Often cheap 3d printers come with crappy support and warranty. With a lot of the made in China stuff, trying to get warranty support is difficult, and new parts cost a fortune (It would be bad-ass if you can print common parts that break).
Because we’re going to be looking into home-use 3d printers, the cost of a 3d printer will also have to balance out on service. Personally, I like to deal with more reputable companies that give a good warranty, especially in the cnc/ 3d printing space.
Price: sub $1000, approx. $900
Build area: 9″ x 5.9″ x 5.5″
The Dremel Idea builder is a solid choice at just under $1000. Aside from great customer service, the filament is only $30 for different colors for 0.5kg spool weight which means your printing in terms of material is going to be very cost effective.
Full color touch screen with on-board software so you can use this standalone if need be. Seems a bit gimmicky as everyone has a computer/ tablet these days to plug in.
Price: Sub $500, 450 for the retail version (has 1 year warranty, and 1 filament bottle) pretty damn good!

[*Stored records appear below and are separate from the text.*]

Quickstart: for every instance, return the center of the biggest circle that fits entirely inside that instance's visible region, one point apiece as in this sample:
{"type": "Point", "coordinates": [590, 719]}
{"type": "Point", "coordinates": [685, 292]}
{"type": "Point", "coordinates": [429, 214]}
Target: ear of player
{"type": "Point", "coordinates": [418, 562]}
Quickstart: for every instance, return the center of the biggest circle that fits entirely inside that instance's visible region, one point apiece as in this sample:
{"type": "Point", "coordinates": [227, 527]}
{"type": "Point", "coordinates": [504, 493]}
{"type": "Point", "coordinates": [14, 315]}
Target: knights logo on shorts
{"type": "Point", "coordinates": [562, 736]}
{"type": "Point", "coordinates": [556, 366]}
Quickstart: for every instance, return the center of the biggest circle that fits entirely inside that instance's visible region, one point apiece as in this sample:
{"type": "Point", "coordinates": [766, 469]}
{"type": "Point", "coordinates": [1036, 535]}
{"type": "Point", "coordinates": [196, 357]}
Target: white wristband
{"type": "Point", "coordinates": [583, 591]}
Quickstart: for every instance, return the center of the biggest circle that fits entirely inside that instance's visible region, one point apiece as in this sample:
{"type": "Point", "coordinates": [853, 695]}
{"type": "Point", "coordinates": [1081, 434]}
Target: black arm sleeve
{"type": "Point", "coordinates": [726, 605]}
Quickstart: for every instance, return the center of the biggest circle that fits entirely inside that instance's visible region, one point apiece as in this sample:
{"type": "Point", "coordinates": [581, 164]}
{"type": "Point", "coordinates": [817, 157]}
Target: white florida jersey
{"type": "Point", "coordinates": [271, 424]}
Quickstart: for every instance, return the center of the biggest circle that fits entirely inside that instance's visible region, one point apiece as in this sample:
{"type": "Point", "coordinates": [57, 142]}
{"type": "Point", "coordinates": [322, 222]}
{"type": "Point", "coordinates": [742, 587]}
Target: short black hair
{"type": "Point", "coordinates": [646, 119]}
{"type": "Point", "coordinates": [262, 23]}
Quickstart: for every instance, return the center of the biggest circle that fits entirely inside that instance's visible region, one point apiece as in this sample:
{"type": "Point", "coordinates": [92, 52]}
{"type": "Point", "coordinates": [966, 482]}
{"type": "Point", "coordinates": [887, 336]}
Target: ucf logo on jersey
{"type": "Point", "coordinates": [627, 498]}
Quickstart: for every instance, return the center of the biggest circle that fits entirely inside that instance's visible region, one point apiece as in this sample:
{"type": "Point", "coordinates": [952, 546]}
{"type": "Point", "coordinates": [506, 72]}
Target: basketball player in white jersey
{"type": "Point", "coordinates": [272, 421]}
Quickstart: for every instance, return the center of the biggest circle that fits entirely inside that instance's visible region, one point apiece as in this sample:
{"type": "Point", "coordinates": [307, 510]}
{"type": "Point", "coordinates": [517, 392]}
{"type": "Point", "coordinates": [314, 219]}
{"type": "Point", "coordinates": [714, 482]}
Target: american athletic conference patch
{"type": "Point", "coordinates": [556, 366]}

Print resolution: 50 to 350 microns
Build area: 109mm x 113mm at the base, but reduced to 91mm x 84mm above a height of 74mm, for a total height of 116mm
The M3D is a huge new up and comer. The M3D is now available to the masses direct from their website. While the overall size is somewhat small, for the price of under $500. In order to get this at such a low price at a good quality the printer’s footprint is much smaller than some of the other models mentioned here. If you’re okay with the size, then the fact that this is a fully enclosed unit that requires almost no set-up, then this may just be your top pick!
Price: Between $2000 to $3000, now at $2799
Print resolution: 25 to 200 microns
Build area: 125×125×165 mm
The Form 1+ is a slick looking 3d printer, is not on the large size, so slightly larger than the Micro, but not as big as the Dremel or MakerBot. What makes the Form1+ really stand out is its ease of use. You can easily plug in a usb and just go ahead and print – no computer necessary!

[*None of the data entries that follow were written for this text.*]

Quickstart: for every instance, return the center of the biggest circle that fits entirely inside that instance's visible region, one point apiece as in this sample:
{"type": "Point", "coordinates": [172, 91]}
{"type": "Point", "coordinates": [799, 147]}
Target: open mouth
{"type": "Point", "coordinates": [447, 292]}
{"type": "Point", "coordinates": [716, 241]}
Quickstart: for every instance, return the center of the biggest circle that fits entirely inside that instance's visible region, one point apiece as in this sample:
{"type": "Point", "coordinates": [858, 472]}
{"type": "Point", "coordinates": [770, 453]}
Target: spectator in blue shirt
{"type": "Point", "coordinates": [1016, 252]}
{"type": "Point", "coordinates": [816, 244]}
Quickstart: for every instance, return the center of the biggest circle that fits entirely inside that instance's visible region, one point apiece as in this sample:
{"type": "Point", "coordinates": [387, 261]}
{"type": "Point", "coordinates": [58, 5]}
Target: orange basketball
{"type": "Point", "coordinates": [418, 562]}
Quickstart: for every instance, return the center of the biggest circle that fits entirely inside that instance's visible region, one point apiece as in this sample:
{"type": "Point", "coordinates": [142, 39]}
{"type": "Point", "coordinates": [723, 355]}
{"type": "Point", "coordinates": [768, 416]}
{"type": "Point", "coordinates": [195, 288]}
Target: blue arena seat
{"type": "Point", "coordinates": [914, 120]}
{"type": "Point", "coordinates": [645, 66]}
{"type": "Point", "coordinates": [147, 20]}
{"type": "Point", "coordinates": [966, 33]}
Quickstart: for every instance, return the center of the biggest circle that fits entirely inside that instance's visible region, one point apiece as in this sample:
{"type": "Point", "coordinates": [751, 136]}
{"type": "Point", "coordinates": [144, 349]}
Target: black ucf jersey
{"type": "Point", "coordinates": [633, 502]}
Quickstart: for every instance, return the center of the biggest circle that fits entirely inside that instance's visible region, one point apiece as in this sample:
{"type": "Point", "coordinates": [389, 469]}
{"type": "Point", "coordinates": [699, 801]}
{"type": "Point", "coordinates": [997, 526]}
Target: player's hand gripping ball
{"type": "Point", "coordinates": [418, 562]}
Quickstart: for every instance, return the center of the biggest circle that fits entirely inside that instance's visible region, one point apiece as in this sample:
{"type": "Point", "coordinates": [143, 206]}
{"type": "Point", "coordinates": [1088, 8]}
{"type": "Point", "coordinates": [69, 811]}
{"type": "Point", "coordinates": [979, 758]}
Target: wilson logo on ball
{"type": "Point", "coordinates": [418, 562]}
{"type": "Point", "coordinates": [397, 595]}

However due to the price, we can’t help but wonder that maybe if this feature wasn’t present, the unit would be cheaper buy a good amount. Everyone has as tablet, smartphone or computer – so for the machine to not require one is kind of obsolete – but we do get the idea of giving people options for easy printing.
Price: Under $1000, now at $799
Print resolution: goes down to 50 microns
Build area: 130 x 96 x 139mm
The Buccaneer probably competes with the M3D (Micro 3D) the most at the sub $1000 price-point. It is more expensive however, but this is because one of thee cool features is the UI. The user interface can be done all through a phone app. Now that’s pretty cool – being able to sit back on your couch and create objects that can be sent to print on your networked 3d printer is now a reality.
The Buccaneer just looks bad-ass. With super sleek lines and a stamped stainless steel frame, the build quality is just amazing and will look really good on top of your desk/ table.
What we don’t recommend:
Price: Between $2000 and $2000, approx $2600
Build Area: 25.2 L x 19.9 W x 15.0 H cm
Filament: MakerBot PLA Filament
Other features: Wi-fi, lcd interface, camera
The Makerbot is a solid machine in the $2-$3000 range, but we can’t recommend this due to the tidal wave of bad reviews out there. There are reports of really poor customer service and the extruder having issues. The extruder nozzle seems to clog often if you are refilling the filament often – which is unavoidable for different colors and textures.
As you can see there is no one best 3d printer out there. It all depends on your budget and what you plan on 3d printing. For sub $500 the Micro 3D is the way to go. Beyond that the Dremel Idea Builder and Buccaneer offer compelling options.
Which 3d printer do you think is the best?